In the sampled bandlimited (to 2B) white noise case, the PSD is σ² but when reconstructed using Ts width pulses, the PSD of the new continuous white noise process becomes σ²Ts which is σ²/2B. The variance remains the same but the PSD is now PSD = σ²Ts = N0/4 instead of PSD = σ² = N0B/2 (at least I think that's what this definition is). This continuous white noise process is one formed by a discrete number of linear functionals, which are based on the value of the discrete samples, so is effectively still a discrete process and not a true continuous process.
Note that the PSD is the expected value of the periodogram. The periodogram is a single record / walk / realisation of the random process.

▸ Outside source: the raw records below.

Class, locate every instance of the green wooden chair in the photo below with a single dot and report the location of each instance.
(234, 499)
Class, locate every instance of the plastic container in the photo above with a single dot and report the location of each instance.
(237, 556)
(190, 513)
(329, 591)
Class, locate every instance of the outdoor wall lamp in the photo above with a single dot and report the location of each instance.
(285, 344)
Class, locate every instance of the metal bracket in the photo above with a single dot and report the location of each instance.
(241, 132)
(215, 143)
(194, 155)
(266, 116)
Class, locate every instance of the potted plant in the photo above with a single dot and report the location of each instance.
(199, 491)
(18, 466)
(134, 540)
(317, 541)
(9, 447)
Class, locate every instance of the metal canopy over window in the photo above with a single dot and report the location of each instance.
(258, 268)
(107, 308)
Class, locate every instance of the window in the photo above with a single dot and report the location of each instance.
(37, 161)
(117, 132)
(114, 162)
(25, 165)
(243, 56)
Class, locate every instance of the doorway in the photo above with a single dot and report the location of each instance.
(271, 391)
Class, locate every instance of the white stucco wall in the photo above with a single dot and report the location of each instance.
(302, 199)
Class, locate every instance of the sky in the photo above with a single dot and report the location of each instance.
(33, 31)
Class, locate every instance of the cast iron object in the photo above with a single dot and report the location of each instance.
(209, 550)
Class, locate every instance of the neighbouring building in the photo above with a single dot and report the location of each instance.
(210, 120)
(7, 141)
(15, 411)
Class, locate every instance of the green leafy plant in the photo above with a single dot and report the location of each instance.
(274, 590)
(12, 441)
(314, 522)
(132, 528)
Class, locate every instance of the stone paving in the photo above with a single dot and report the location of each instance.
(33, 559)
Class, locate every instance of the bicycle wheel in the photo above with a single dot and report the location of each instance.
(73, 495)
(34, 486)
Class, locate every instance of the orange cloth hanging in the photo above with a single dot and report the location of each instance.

The single realisation is a deterministic signal and is what's often shown when you see the 'PSD of white noise' and it's not perfectly smooth – it's showing the PSD of the single realisation of the white noise. If you sample continuous white noise at less than the nyquist rate, then there will be overlap for every realisation, with an expected value of 2σ² in the location of the overlap if just 2 images are overlapping. All of the power in the original signal (divided by the sampling period Ts) is always present in the sampling bandwidth, so SNR doesn't change.
SNR is defined as (RMSS)² / (RMSN)² for a deterministic signal and E[S(t)²] / E[N(t)²] for a WSS stochastic signal, where E is the ensemble average (a further time average is irrelevant because the mean and variance are the same for all variables in the process). Since E[S(t)²] = (μS)²+(σS)², the definition is ((μS)²+(σS)²) / ((μN)²+(σN)²), where (σS)² is the variance of all variables in the random process. This is simplified to (σS)² / (σN)² if the noise and the signal have zero ensemble mean. It is simplified to (μS)² / (σN)² if the signal has no ensemble variance i.e. it is a constant. Notation wise, σ and μ should be used to refer to the ensemble mean and variance, and not the RMS (temporal standard deviation) and temporal mean of a deterministic signal (I've also seen μ being used for RMS and μ² for MS). Since the signal is usually deterministic and the noise random, the notation should be (RMSS)²/ E[N(t)²]. The notation E[X(t)] is interpreted to be ensemble mean and therefore equal to X(t) if X(t) is a deterministic signal, as opposed to the temporal mean of the signal, which should be represented using a bar but I think I've see expectation being used for that.